For now, many in the
city's law enforcement community mirror Queens District Attorney Richard
Brown's view that more research is needed before they can decide.
"I'll be the
first one to admit to you that identification, or misidentification, is the
fundamental basis for wrong-man convictions," he said, "but I have
not concluded in my mind that sequential lineups are justified as opposed to
procedures which have been used for years."
Last fall, Brooklyn
Supreme Court Justice Robert Kreindler ordered one of the city's first
sequential lineups in a pre-trial hearing in the murder case of teenager Rahim
Thomas.
To get around that
decision, the Brooklyn District Attorney's Office indicted Thomas without the
lineup identification, then got the trial judge to okay using a standard police
lineup.
Kreindler said he
has read more about the lineup issue since his ruling and is now unsure whether
sequential lineups are superior.
In the last year,
Brooklyn prosecutors have observed Toronto's use of double-blind sequential
lineups, Hynes said, and thought it appeared superior to the city's practice
"not so much because it is sequential but because it is a double-blind
procedure."
Hynes said he's open
to any sensible idea when it comes to preventing or righting wrongful
convictions.
"I have no
trouble with any post-conviction remedy that tests the question of do we have
an innocent person in jail," he said. "... If you've got one person
sitting in jail that shouldn't be there, the system has done a terrible
thing."
Hynes said he
started a DNA unit about a year ago, but no cases have been overturned through
it.
Over the past year,
Hynes said, he has rejected 15 out of 70 single-eyewitness cases because the
witness was not credible enough.
If the witness
didn't know the accused, he said, he asks questions about lighting, how long
the incident took, and the perpetrator's clothing, height, weight and
distinctive features, trying to make sure the identification is solid.
When the witness
knows the suspect it can be just as sticky, he said.
"You have to
probe very carefully," Hynes said. "Is there any animus, is there a
broken drug deal, did this guy steal his girlfriend?"
The District
Attorneys in the other boroughs have made no recent changes to prevent or right
wrong-man convictions, their representatives said.
In all the city
District Attorneys' offices, a claim of wrongful conviction is investigated by
a supervisor from the bureau that originally handled the case.
Brown, the Queens
DA, said the cases are so rare, he doesn't see a problem with the current
review system.
Defense attorneys
say there should be more distance between those who handled the cases
originally and those who reinvestigate them.
An unjust conviction
should be treated like a judicial train wreck, Scheck said.
"Every time a
plane falls from the sky or a train crashes, they bring in an organization like
the National Safety Transportation Board and they ask the questions 'What went
wrong?
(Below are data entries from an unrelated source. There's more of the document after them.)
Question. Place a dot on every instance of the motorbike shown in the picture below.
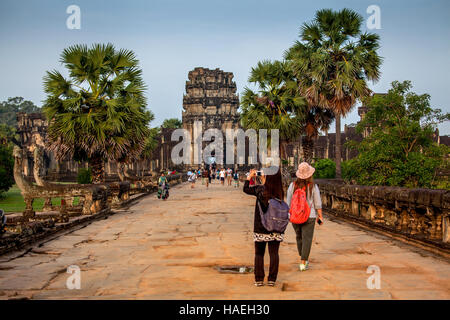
(163, 191)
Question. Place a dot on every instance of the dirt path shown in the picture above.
(169, 250)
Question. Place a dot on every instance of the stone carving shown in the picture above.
(210, 98)
(421, 214)
(95, 197)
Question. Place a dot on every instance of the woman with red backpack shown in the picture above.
(265, 188)
(303, 198)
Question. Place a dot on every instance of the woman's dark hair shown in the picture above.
(273, 187)
(300, 183)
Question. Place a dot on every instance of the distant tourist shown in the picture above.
(163, 187)
(236, 179)
(2, 221)
(210, 175)
(222, 176)
(205, 177)
(303, 197)
(229, 176)
(265, 188)
(192, 179)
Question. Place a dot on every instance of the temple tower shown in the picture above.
(210, 98)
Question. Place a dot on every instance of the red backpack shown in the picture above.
(300, 209)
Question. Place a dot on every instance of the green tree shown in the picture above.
(400, 150)
(8, 135)
(172, 123)
(325, 169)
(332, 63)
(10, 107)
(276, 105)
(99, 112)
(6, 168)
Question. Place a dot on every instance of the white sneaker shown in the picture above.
(304, 267)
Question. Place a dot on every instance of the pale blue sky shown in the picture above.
(171, 38)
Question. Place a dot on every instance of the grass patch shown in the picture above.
(12, 201)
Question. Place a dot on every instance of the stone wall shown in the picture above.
(418, 214)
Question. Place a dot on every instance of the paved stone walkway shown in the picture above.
(169, 250)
How can we fix it?'" said Scheck.
After a judicial
catastrophe, he said, "Judges just cut orders, and people just walk out of
jail. And that's supposed to be the end of it."
Each state should
create an innocence commission, a panel with subpoena power and a staff, like
the NTSB, to investigate every wrongful conviction, find out what went wrong
and suggest ways to correct those problems, he said.
Canada and England
already have such commissions.
"It's a very
simple idea," Scheck said, "but a very powerful one."
In North Carolina,
the state's chief justice last month convened an innocence commission to review
criminal procedures and propose changes. The group, created after several
wrong-man cases in the state, is not designed to investigate individual cases.
Gregory Lasak, a
Queens prosecutor who has reinvestigated many wrong-man cases, said he thinks
New York doesn't need the kind of innocence panel suggested by Scheck . With
its members most likely appointed by the governor, he said, it might politicize
questions of guilt and innocence.
Lasak, who is
executive assistant district attorney in Queens, said district attorneys are
best situated to right wrongful convictions. Besides, he said, they are
elected, "making them accountable to the people."